Transcript
[MUSIC PLAYING]
KAREL VAN NIEUWENHUYSE:
My advice to educators about relating learning from RETOPEA to their immediate settings-- first, I would advise them to ensure the significance for the participants. What is meaningful for the learners? This is particularly important with regard to the selection of the clippings. Think carefully about the good and meaningful selection in the light of your specific target audience-- in terms of age, gender, interest, reading capabilities, religious and other backgrounds, and so on.
Take your time to engage with the topic. Because listening to each other, talking with each other, reflecting on such complex issues forming your own opinion-- all this takes a lot of time. So if we mean it seriously with this topic, if we consider it important in the development of young people, then we really need to take the necessary time for it, and not on one occasion but on several occasions.
Create a safe environment because issues regarding religion and religious diversity are very sensitive. They often touch upon young people's personal and social identities. And therefore, we really need to ensure them that all conversation will happen in a safe and respectful way.

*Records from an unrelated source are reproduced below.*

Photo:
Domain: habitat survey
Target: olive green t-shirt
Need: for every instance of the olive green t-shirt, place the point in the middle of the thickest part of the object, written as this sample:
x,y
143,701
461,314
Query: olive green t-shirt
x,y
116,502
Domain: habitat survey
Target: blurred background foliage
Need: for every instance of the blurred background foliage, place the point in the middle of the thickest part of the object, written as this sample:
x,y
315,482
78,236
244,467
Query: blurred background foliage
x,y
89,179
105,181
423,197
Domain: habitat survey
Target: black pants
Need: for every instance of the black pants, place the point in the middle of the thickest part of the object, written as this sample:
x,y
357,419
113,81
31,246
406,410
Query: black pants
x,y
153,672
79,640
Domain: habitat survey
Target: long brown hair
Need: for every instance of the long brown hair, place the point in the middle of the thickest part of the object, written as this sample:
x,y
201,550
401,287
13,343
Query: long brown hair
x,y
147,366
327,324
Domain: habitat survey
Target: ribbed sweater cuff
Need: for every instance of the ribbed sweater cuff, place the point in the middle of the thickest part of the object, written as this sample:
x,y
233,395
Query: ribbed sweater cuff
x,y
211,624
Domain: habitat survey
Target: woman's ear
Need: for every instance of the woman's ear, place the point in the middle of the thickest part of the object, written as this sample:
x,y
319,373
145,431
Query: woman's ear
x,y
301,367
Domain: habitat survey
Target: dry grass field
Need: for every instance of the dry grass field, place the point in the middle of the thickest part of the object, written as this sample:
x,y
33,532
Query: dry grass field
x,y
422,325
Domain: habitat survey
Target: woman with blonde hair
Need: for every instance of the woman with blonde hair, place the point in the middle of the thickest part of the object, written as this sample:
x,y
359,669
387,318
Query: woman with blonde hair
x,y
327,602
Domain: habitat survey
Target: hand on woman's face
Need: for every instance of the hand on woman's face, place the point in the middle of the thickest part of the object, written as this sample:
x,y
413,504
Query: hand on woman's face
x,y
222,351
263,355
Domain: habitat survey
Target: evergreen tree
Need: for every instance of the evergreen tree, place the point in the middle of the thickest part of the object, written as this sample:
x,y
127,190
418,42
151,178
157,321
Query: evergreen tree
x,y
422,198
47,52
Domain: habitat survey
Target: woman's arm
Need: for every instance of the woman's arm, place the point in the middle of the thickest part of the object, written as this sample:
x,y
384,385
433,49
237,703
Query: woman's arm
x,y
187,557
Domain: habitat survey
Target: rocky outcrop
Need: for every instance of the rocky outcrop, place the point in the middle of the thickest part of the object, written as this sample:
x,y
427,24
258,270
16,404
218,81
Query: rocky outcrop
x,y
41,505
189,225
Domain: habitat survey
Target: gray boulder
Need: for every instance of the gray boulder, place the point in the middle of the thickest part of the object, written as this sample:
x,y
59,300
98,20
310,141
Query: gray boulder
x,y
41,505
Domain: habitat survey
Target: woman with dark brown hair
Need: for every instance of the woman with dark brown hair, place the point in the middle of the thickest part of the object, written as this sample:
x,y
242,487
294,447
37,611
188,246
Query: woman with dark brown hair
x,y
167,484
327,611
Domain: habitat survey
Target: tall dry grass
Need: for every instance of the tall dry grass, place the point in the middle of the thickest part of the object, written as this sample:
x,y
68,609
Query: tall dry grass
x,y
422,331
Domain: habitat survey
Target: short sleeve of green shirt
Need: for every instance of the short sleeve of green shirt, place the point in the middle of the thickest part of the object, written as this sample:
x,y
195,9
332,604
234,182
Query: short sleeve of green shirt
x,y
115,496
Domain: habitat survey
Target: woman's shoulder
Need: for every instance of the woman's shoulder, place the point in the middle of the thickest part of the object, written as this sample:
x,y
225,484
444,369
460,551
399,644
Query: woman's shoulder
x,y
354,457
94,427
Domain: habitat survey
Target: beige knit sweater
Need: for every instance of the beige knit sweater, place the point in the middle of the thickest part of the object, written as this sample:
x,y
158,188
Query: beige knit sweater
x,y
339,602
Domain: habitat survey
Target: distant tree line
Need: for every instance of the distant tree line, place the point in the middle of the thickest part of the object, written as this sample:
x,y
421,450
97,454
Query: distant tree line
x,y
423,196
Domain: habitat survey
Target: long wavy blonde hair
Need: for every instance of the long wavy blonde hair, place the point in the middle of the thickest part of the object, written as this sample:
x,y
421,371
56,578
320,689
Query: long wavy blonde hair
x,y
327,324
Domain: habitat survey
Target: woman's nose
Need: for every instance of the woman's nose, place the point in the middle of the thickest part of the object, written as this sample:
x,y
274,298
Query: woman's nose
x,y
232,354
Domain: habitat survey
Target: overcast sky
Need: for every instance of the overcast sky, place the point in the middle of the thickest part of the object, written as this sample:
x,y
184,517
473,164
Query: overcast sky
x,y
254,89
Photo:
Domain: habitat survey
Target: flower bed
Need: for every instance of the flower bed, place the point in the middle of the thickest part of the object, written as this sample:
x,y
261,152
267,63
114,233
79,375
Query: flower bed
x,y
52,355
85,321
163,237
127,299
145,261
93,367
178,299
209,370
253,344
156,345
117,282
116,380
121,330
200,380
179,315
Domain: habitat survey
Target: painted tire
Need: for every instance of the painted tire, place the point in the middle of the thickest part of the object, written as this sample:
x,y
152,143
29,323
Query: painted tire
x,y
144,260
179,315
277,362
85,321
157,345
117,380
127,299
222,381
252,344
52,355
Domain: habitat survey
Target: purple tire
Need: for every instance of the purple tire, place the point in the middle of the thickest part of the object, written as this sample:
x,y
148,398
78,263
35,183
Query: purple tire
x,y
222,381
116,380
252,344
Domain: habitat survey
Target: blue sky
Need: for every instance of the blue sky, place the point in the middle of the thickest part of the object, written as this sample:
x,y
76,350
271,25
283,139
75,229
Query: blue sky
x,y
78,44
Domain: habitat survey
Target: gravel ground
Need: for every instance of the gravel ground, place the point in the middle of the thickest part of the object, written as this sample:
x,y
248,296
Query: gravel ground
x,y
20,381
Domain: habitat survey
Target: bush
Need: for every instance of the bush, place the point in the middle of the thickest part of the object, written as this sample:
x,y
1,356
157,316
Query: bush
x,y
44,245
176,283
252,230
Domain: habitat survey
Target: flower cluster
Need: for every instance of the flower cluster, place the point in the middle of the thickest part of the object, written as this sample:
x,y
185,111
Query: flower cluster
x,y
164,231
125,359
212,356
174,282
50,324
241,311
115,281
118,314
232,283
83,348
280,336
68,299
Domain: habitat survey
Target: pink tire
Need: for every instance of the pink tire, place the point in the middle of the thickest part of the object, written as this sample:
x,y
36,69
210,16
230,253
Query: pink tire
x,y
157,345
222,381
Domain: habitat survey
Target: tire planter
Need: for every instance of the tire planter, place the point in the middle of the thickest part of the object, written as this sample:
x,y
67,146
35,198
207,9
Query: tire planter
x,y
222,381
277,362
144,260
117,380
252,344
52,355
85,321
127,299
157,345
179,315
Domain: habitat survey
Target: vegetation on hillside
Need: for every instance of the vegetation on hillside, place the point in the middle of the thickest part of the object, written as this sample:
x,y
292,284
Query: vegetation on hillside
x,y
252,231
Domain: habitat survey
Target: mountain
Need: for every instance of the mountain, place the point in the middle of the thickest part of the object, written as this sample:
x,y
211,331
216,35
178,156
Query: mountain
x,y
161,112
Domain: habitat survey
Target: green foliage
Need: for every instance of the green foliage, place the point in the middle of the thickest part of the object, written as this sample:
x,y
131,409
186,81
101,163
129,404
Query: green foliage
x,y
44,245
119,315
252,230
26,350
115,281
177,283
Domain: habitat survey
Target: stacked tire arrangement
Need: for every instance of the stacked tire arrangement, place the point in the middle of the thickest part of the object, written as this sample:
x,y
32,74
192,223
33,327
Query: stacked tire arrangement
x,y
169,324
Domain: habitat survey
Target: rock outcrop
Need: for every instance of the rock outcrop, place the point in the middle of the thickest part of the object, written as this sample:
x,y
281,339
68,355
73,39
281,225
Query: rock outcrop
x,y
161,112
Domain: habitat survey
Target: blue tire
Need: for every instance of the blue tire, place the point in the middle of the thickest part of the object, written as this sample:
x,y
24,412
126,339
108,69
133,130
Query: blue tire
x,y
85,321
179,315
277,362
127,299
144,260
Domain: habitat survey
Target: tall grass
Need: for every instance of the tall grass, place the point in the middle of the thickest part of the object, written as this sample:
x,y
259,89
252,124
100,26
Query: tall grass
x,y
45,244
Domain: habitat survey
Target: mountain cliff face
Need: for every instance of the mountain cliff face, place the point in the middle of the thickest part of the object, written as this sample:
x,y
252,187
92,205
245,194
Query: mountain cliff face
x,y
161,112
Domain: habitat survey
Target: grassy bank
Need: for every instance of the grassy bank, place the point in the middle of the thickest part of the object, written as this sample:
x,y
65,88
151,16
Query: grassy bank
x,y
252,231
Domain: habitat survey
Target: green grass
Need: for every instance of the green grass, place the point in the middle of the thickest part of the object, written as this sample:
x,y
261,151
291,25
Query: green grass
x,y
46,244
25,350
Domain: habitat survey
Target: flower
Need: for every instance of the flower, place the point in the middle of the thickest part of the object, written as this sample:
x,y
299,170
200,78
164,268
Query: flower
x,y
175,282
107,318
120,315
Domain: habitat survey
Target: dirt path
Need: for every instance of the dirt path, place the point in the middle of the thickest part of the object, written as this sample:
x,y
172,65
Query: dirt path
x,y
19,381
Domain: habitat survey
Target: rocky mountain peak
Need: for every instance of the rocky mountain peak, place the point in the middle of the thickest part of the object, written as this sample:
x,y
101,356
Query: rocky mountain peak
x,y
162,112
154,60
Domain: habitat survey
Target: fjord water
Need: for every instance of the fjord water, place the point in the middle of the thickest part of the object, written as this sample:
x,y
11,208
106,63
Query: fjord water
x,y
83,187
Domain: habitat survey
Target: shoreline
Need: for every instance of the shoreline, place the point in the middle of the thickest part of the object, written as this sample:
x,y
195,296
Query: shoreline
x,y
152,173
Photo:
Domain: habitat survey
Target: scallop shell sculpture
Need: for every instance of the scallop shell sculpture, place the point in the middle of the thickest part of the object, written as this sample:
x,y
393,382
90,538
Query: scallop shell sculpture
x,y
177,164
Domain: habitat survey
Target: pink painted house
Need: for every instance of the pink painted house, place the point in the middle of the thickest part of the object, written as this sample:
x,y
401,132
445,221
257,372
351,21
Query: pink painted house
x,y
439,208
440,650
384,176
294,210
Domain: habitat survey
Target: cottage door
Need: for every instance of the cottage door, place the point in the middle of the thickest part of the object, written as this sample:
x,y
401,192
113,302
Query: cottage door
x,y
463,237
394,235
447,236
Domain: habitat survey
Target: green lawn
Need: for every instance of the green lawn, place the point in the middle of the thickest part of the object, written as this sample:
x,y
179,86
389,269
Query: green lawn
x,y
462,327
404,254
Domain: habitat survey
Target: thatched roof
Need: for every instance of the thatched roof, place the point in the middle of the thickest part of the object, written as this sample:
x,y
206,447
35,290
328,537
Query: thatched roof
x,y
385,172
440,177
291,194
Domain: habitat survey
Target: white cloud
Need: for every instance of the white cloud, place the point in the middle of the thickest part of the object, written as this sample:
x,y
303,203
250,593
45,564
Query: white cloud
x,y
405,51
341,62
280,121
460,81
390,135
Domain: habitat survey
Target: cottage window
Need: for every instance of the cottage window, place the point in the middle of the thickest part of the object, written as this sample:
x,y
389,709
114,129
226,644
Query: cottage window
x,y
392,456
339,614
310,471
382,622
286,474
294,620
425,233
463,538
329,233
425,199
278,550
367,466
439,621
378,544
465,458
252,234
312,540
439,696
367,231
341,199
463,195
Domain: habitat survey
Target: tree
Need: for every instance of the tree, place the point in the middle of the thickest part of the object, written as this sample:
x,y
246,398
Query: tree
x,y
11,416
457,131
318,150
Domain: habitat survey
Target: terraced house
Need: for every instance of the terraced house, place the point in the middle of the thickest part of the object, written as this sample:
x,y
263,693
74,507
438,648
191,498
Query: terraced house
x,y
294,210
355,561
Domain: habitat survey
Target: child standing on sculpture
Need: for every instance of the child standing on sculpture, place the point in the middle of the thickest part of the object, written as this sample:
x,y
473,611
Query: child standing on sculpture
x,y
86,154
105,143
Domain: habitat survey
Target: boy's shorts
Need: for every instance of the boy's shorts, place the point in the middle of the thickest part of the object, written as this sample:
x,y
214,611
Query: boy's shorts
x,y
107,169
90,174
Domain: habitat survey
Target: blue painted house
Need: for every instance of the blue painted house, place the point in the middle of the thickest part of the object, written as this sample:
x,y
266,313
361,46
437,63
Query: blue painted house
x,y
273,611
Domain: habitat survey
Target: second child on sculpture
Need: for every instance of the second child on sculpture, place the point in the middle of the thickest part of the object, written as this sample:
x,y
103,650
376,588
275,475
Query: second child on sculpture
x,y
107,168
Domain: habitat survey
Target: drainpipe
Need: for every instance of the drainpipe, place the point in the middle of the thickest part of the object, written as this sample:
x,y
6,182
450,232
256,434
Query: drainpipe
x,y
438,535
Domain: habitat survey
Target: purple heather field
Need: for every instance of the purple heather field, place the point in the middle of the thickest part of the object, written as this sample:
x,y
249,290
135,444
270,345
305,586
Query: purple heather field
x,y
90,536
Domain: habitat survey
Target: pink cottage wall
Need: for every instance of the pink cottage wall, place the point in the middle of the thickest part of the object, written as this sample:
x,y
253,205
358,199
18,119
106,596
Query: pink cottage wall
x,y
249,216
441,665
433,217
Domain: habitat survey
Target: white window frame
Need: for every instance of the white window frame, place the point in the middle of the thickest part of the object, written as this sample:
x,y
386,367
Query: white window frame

Think about apt questions that encourage to draw analogies between past and present. The past never offers ready-made recipes for today and for tomorrow. Because after all, historical context differ and human behaviour does not follow fixed laws.
Mark Twain once said, history never repeats itself, but it does often rhyme. And I think that is precisely what is important for this project. What rhymes, so to speak, do young people recognise today in those clippings about the past? How were things done in the past? What were the consequences of actions in the past? And in this way, their thinking about today and tomorrow will be challenged.